Sunday, June 6, 2010

santa fe
are you there
do you swear you won't forget me
if i found you
would you let me come and stay?
i ain't getting any younger
and before my dying day
i want space
not just air
let em laugh in my face
i don't care
save a place
i'll be there
in santa fe

-jack kelly, newsies-

she wonders if that little twinge she feels when she enters a theater will ever fade. it is her own choice and it was a part of herself she didn't always like. she didn't like how sarcastic she was, how inept she felt, how lost she became. and yet...there is a shadow backstage, a pocket of humanity where a little piece of her old self is kept.

there were days when she would walk on air, giddy with the knowledge of creation at their fingertips, thrilled with her place in that world when none existed in the world outside those walls. she loved knowing that things were in their place backstage, loved knowing that there was an ebb and flow in each night, a tugging of time towards the same motion, and loved knowing that no two shows would ever be entirely the same. she loved existing in the boundaries without limitations. she loved being trusted. looking back she realizes it was a trust based on absolute blind faith, there was no reason for them to trust her, to hand her the props list and set check list and say 'go to', no reason for them to set her free. yet they did.

there was a freedom in this world out of space and time, freedom in knowing that she wasn't judged for being fat or clumsy, not judged for being inexperienced, that she didn't lose chances to improve or succeed. there was a freedom in being with people who were older and wiser, people who had been where she was and opened their home away from home to her.

and now, today, 7 years later, there is a freedom in walking into any theater anywhere in the world and feeling her heart settle just a little, feel her shoulders straighten and her fingers itch for the flashlight and the wrench and the cool cement blocks of the backstage walls. there is a freedom in the ability to find a home anywhere she goes. they gave that to her.

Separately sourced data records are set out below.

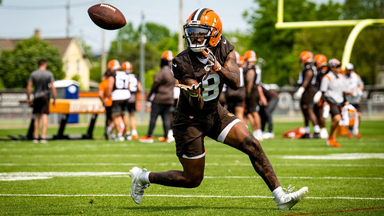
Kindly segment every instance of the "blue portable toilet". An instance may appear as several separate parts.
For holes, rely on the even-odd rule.
[[[80,83],[72,80],[57,80],[53,83],[57,91],[57,98],[65,99],[79,99]],[[79,114],[70,114],[67,123],[78,123]]]

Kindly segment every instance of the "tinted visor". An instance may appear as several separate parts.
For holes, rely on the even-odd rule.
[[[203,37],[208,35],[210,29],[201,28],[188,28],[185,29],[185,34],[189,37]]]

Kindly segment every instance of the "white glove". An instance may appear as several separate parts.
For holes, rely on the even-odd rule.
[[[211,68],[211,71],[212,72],[221,70],[221,65],[216,60],[213,53],[208,48],[207,48],[206,50],[206,51],[203,50],[201,52],[207,57],[208,62],[209,62],[209,64],[207,65],[207,67]]]
[[[318,91],[317,92],[316,92],[316,93],[313,96],[313,103],[317,103],[317,102],[319,102],[320,98],[321,98],[321,95],[322,95],[323,94],[321,91]]]
[[[304,93],[304,91],[305,91],[304,87],[302,86],[300,86],[299,89],[297,90],[297,91],[293,94],[293,98],[297,100],[301,99],[301,96],[303,96],[303,93]]]
[[[178,84],[175,85],[175,86],[187,91],[191,97],[198,97],[199,95],[200,94],[200,86],[201,86],[201,83],[199,83],[197,85],[193,85],[191,86],[183,84]]]

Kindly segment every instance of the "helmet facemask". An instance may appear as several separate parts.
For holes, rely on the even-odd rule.
[[[200,20],[187,20],[187,22],[183,27],[184,35],[183,38],[185,40],[185,46],[192,51],[201,52],[215,46],[220,41],[221,29],[215,27],[217,22],[215,18],[214,19],[212,26],[205,23],[201,24]]]

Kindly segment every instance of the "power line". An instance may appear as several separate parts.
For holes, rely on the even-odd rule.
[[[71,4],[71,7],[79,7],[85,6],[93,5],[98,2],[97,1],[90,1]],[[67,7],[67,4],[56,5],[41,5],[41,6],[20,6],[20,5],[0,5],[0,9],[13,10],[57,10],[65,9]]]

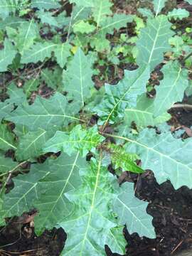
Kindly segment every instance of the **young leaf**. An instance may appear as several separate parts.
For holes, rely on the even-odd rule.
[[[158,135],[154,129],[145,129],[137,137],[122,139],[129,142],[126,151],[137,154],[142,159],[142,167],[152,170],[159,184],[169,179],[176,189],[182,186],[192,188],[192,164],[188,157],[191,138],[183,142],[175,139],[169,131]]]
[[[43,151],[56,153],[62,151],[70,156],[74,151],[79,151],[82,156],[85,157],[89,151],[95,152],[98,144],[104,139],[105,138],[98,134],[96,126],[83,130],[79,124],[73,128],[70,134],[58,131],[55,136],[46,142]]]
[[[39,211],[35,219],[36,231],[38,233],[45,228],[52,228],[70,214],[73,205],[65,193],[80,185],[79,172],[86,171],[87,168],[85,159],[79,153],[70,157],[62,154],[55,160],[49,160],[48,164],[49,174],[38,182],[38,198],[33,203]]]
[[[50,9],[60,8],[60,4],[59,4],[59,0],[31,0],[31,7],[49,10]]]
[[[33,105],[19,106],[5,118],[15,124],[26,125],[31,131],[52,127],[59,129],[70,122],[79,121],[74,117],[78,111],[75,105],[68,104],[65,96],[56,92],[48,100],[37,97]]]
[[[167,0],[153,0],[156,16],[158,15],[158,14],[160,13],[161,9],[164,7],[165,2]]]
[[[91,89],[94,88],[92,65],[91,58],[79,48],[67,70],[63,72],[63,90],[68,92],[67,98],[75,100],[80,107],[91,97]]]
[[[6,124],[0,124],[0,149],[16,149],[14,134],[8,130]]]
[[[75,208],[70,215],[59,223],[68,234],[62,255],[103,256],[109,232],[117,226],[110,210],[114,198],[115,178],[107,167],[101,166],[101,159],[98,162],[91,161],[89,169],[82,174],[81,186],[66,194],[70,201],[75,203]],[[78,231],[78,236],[75,236]],[[119,251],[119,246],[117,250]]]
[[[164,15],[147,20],[146,27],[141,29],[137,42],[139,50],[137,63],[139,65],[149,64],[152,70],[163,61],[163,53],[171,48],[169,39],[174,35],[171,26]]]
[[[33,159],[43,154],[43,146],[46,142],[54,134],[54,129],[46,131],[38,128],[36,132],[28,132],[20,137],[16,151],[18,161]]]
[[[181,20],[183,18],[187,18],[189,16],[189,12],[184,9],[174,9],[171,11],[169,11],[168,18],[174,18],[176,20],[177,18]]]
[[[166,112],[154,117],[154,100],[146,97],[146,93],[138,97],[137,107],[125,109],[124,124],[130,127],[134,122],[138,127],[155,126],[166,122],[171,118],[171,115]]]
[[[139,159],[136,154],[128,154],[124,149],[119,145],[109,144],[112,163],[114,169],[122,168],[122,171],[129,171],[136,174],[142,174],[144,171],[135,163]]]
[[[118,122],[124,117],[124,110],[128,105],[136,106],[137,97],[146,90],[149,78],[149,68],[125,70],[124,79],[117,85],[105,85],[104,100],[93,110],[100,118],[100,124]]]
[[[16,55],[14,46],[7,38],[5,38],[4,46],[4,49],[0,50],[0,72],[7,70],[8,65],[12,63]]]
[[[21,62],[21,63],[43,61],[46,58],[50,58],[51,53],[57,45],[50,42],[37,43],[29,49],[24,50]]]
[[[174,103],[182,101],[188,86],[188,71],[182,69],[177,61],[169,62],[163,67],[162,72],[164,80],[155,87],[154,117],[164,113]]]
[[[113,204],[119,224],[126,223],[130,234],[137,232],[139,236],[155,238],[154,228],[151,223],[152,217],[146,212],[148,203],[134,196],[133,183],[124,183],[122,185],[122,193]]]

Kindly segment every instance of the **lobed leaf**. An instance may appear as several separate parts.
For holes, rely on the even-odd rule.
[[[16,151],[18,161],[33,160],[43,154],[43,147],[46,142],[54,134],[53,128],[46,131],[38,128],[36,132],[28,132],[20,137]]]
[[[91,97],[91,90],[94,89],[92,64],[92,59],[79,48],[67,70],[63,71],[63,90],[68,92],[67,98],[75,100],[80,107],[84,107]]]
[[[93,110],[100,117],[99,124],[117,122],[124,117],[128,105],[136,106],[137,97],[146,90],[149,78],[149,68],[125,70],[124,79],[117,85],[105,85],[104,100]]]
[[[50,99],[37,97],[31,105],[19,106],[5,118],[28,127],[31,131],[41,129],[59,129],[70,122],[79,121],[75,114],[79,110],[75,105],[68,104],[66,98],[56,92]]]
[[[8,130],[6,124],[0,124],[0,149],[16,149],[14,134]]]
[[[43,148],[44,153],[56,153],[62,151],[69,156],[74,151],[79,151],[82,156],[85,156],[89,151],[95,152],[95,149],[105,138],[98,134],[96,126],[89,129],[82,129],[77,125],[70,134],[65,132],[58,131],[54,137],[50,139]]]
[[[125,117],[124,124],[127,127],[134,122],[138,127],[147,126],[156,126],[164,123],[171,118],[171,115],[166,110],[158,117],[154,117],[154,100],[146,97],[144,93],[138,97],[137,107],[125,109]]]
[[[55,160],[48,161],[48,174],[42,178],[36,187],[38,197],[34,206],[39,214],[36,217],[36,231],[41,233],[63,221],[73,208],[65,193],[77,188],[81,183],[79,172],[86,171],[85,159],[79,152],[68,156],[62,154]]]
[[[137,63],[139,65],[149,65],[152,70],[163,61],[163,53],[171,48],[169,39],[174,35],[171,26],[164,15],[147,20],[146,27],[141,29],[136,43],[139,51]]]
[[[122,188],[122,192],[116,198],[113,204],[119,223],[123,225],[126,223],[130,234],[137,232],[139,236],[155,238],[152,217],[146,212],[148,203],[141,201],[134,196],[133,183],[124,183]]]
[[[182,186],[192,188],[191,138],[182,141],[169,131],[158,135],[154,129],[145,129],[138,137],[124,139],[129,142],[127,152],[137,154],[142,167],[152,170],[159,184],[170,180],[175,189]]]

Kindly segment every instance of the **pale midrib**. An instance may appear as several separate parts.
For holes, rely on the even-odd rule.
[[[136,220],[137,220],[140,223],[141,225],[142,225],[142,227],[144,227],[144,228],[146,230],[147,230],[147,232],[150,233],[150,230],[149,230],[147,229],[147,227],[146,227],[146,226],[142,223],[142,222],[141,221],[141,220],[139,220],[139,219],[137,217],[137,215],[132,211],[132,210],[131,210],[130,208],[129,208],[127,207],[127,206],[126,206],[126,204],[124,204],[124,203],[123,203],[123,201],[122,201],[119,198],[117,198],[117,199],[120,202],[120,203],[122,203],[122,204],[123,205],[123,206],[124,206],[126,209],[127,209],[127,210],[129,210],[129,212],[136,218]]]
[[[100,26],[100,18],[101,18],[101,9],[102,9],[102,1],[100,1],[100,9],[99,9],[99,14],[98,14],[98,17],[97,17],[97,28],[99,28]]]
[[[72,175],[72,174],[73,174],[73,171],[74,171],[74,169],[75,169],[75,166],[76,166],[76,163],[77,163],[78,159],[78,157],[79,157],[79,154],[80,154],[79,152],[77,154],[77,156],[76,156],[76,157],[75,157],[75,161],[74,161],[74,163],[73,164],[73,166],[72,166],[72,168],[71,168],[71,171],[70,171],[70,174],[69,174],[69,176],[68,176],[68,178],[65,181],[65,186],[63,186],[63,188],[60,193],[59,194],[57,200],[56,200],[55,202],[53,204],[53,206],[52,206],[51,209],[49,210],[49,211],[48,211],[49,213],[48,213],[48,215],[47,215],[47,217],[46,218],[45,222],[46,222],[46,220],[48,218],[50,214],[53,213],[53,209],[55,208],[55,205],[57,204],[58,200],[62,197],[62,196],[63,196],[63,193],[64,193],[64,191],[65,191],[65,188],[66,188],[66,186],[68,184],[70,178],[71,177],[71,175]],[[41,203],[39,203],[39,204],[41,205]]]
[[[148,60],[148,64],[149,64],[151,60],[151,58],[152,58],[154,50],[154,48],[155,48],[155,46],[156,46],[156,41],[157,41],[157,38],[158,38],[158,36],[159,36],[159,31],[160,31],[160,28],[161,28],[161,19],[160,21],[158,30],[156,31],[156,34],[155,39],[154,39],[154,44],[153,44],[153,47],[152,47],[152,49],[151,49],[151,53],[150,53],[150,56],[149,56],[149,60]]]
[[[180,67],[179,68],[179,70],[178,70],[178,73],[177,74],[177,77],[176,77],[176,79],[175,80],[174,84],[173,84],[173,86],[171,87],[171,90],[169,90],[169,92],[168,92],[168,94],[166,95],[166,96],[164,97],[164,100],[161,100],[161,104],[159,105],[159,107],[158,109],[156,110],[156,112],[159,112],[159,110],[161,110],[162,105],[164,104],[165,101],[167,100],[167,98],[169,99],[169,95],[170,95],[170,93],[172,92],[173,91],[173,89],[174,88],[174,87],[176,86],[176,85],[177,84],[177,82],[180,78],[180,75],[181,75],[181,73],[182,71],[182,68]],[[158,95],[158,94],[157,94]],[[157,97],[156,97],[157,99]],[[157,100],[155,100],[155,102]]]
[[[82,246],[81,246],[81,250],[80,250],[80,255],[81,255],[81,256],[84,256],[83,249],[84,249],[85,240],[87,240],[87,233],[88,233],[90,225],[92,213],[92,210],[93,210],[94,206],[95,206],[95,201],[96,192],[97,192],[97,188],[98,187],[99,178],[100,178],[100,167],[101,167],[101,156],[100,156],[99,164],[98,164],[98,169],[97,169],[97,172],[96,181],[95,181],[95,188],[94,188],[94,191],[93,191],[93,193],[92,193],[92,203],[91,203],[91,206],[90,206],[90,212],[89,212],[89,218],[88,218],[88,221],[87,221],[87,228],[86,228],[86,230],[85,230],[85,236],[84,236],[84,239],[82,240]]]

there is a freedom in knowing there are people back in her hometown, those innumerable wonderful people, who remember who she was then, and who would welcome her back if she wanted.

there is a freedom in knowing that what she is doing now isn't the only thing she can do. and that it is not the only work which she loves immensely. that, then, is her secret joy. she does not dare to hope anymore that she will land upon her feet. she knows she will. they gave that to her also.

does she miss it? some days so much her belly aches and twists. some days she cannot believe she gave that life up, some days she can smell the face powder and fresh wood sets and musty seats, some days she can hear the music and the laughter of the chorus. some days she can see the faces set solemnly in wonder backstage before the first cue.

and some days not so much at all. there are days when she doesn't think about it but to look fondly upon the posters on her wall--only three, first show, last show, and favorite show--and there are days when she shakes her head in quiet disbelief that that world was ever her chosen world. the headaches! the stresses!! the overwhelming mass of faces staring back at her every night at rehearsal!!! the struggle for perfection, never quite achieved!!!! and yet. if there had been no theater, she would not be herself today.

her mentor, a tall broad shouldered man with a killer laugh and a long ponytail, used to remind her, and everyone else, to do 'great good work with great good fun'. a silent mantra, a promise she makes to herself daily, a struggle that she cherishes.

so she puts a small square of those years in her back pocket, carries a piece in her purse, wears the smallest sweetest memories in a locket around her neck, and never forgets to remember that there were days, once upon a time, where magic happened, right in front of her eyes.